I can think of nothing that would make a person, a young child, feel more threatened and out of control than to be expected to "handle material for which their brains are not yet equipped." To be drilled on it with flash cards and worksheets, tested, to be found wanting, all delivered in a manner, and on material, that you are not capable of handling, according to an overwhelming majority of the research. We're talking about "toxic stress," to quote the Scientific American article again.

There are some have who written me, doubting that preschoolers are really suffering from that much stress that we need to worry about it. I hope that most of them are not, but the ones in these kinds of school are, and there seems to be a push to make more of them. So on that ground, I feel it's urgent. I don't believe there's any research out there specifically on preschool stress, but there is some on educational stress in general, especially among high schoolers, and at least some of that is attributable to the policies advocated by corporate reformers and the resulting parent pressure to "succeed." I can tell you that I've never met a preschool teacher who would claim that a stressful environment is appropriate for her students and I never expect to.

But how do young children begin to learn the important lessons about perseverance and hard work? That's where play and positive stress come in. Anyone who has worked with young children at all can tell you that despite the romantic notions, play is not all fun and games. At any given moment in our classroom, there is, of course, a lot of that, but you'll also see brows furrowed in concentration, cheeks wet with the tears of frustration, and faces red with the heat of anger. A proper definition of play doesn't even include the word "fun": it does, however, include the concept of being "freely chosen."

When a child, or any person for that matter, sets his own tasks, ones chosen by himself, for himself, ones that address his own questions and curiosities about the things and people in his world, and is then free to pursue those questions through his own methods: that's when deep learning takes place.
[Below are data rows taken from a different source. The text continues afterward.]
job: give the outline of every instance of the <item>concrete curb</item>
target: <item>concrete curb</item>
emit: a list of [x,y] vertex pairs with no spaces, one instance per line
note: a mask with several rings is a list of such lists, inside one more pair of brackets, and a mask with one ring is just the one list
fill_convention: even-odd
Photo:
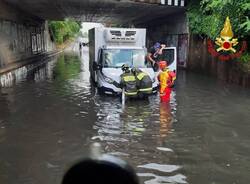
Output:
[[56,51],[51,51],[51,52],[46,52],[46,53],[40,53],[40,54],[36,54],[36,55],[33,55],[33,56],[25,58],[25,59],[15,61],[14,63],[11,63],[3,68],[0,68],[0,75],[7,73],[9,71],[12,71],[12,70],[21,68],[25,65],[35,63],[35,62],[40,61],[40,60],[49,59],[55,55],[58,55],[61,52],[63,52],[63,50],[59,50],[59,51],[56,50]]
And that is how the human animal is born to learn. Time and time again, researchers find that only a tiny fraction of information delivered through direct instruction, even among adults, is actually "learned" (in that it's remembered beyond the test) while nearly all of what is learned through the direct experience of play is retained.
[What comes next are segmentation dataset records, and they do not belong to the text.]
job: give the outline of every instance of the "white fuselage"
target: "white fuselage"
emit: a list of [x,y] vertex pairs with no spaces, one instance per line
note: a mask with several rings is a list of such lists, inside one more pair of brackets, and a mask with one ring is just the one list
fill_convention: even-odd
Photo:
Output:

No, learning to shut up and do the work imposed on us by others is not education that teaches the work ethic. That is how one teaches obedience. Flash cards, worksheets and other kinds of drilling cause negative stress not because they require hard work and perseverance, but because they embody mind-numbing rote, the opposite of a child's natural way to learn, which is through play. Hard work and perseverance are built into play, and study after study has found that when children are allowed to freely explore in an open-ended manner without fear of being labeled a "failure," they work longer and more diligently on their tasks than those simply following instructions.


When a child plays, it opens her mind fully, she is a scientist, an explorer, an inventor. This is where creativity and critical thinking come from. There are challenges, risk, and mistakes, all of which cause stress, but without the entirely unnecessary added toxic stress of compulsion, adult expectations, and judgement.
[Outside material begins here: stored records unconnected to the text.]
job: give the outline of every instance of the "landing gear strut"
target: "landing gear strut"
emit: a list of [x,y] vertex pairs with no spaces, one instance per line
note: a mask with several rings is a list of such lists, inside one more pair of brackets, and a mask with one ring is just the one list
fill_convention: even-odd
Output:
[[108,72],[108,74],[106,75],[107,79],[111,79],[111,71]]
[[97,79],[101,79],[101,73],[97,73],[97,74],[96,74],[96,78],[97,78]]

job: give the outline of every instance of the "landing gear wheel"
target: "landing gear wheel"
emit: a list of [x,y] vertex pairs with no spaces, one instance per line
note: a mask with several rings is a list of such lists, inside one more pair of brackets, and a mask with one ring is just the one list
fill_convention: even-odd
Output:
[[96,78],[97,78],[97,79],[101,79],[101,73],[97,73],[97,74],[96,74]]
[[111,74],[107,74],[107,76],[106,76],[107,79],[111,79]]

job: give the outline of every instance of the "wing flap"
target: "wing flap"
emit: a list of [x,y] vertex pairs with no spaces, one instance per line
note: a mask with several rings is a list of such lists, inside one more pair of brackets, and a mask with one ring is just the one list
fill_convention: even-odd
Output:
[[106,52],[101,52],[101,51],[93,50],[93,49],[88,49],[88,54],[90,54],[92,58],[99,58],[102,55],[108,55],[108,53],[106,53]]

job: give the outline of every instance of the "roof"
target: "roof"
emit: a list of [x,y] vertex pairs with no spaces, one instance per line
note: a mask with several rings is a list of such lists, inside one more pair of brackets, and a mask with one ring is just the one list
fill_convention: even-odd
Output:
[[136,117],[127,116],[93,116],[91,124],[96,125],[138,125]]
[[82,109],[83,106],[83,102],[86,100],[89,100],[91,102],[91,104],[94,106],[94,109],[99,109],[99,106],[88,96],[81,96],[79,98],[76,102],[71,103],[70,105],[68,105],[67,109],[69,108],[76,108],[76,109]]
You see, whether we like it or not we all spend our lives jumping through hoops. That's the nature of life. That's the nature of education. Toxic stress comes from being compelled to jump through hoops held by a task master, or else: hoops in which we have no personal interest, or for which we are simply not yet ready, or through which we've already been too many times. Positive stress, the kind that makes our heartbeat with excitement and anticipation is a result of choosing our own hoops at our own time and through which we attempt to jump in our own manner. 

It's the difference between jumping through other people's hoops or our own.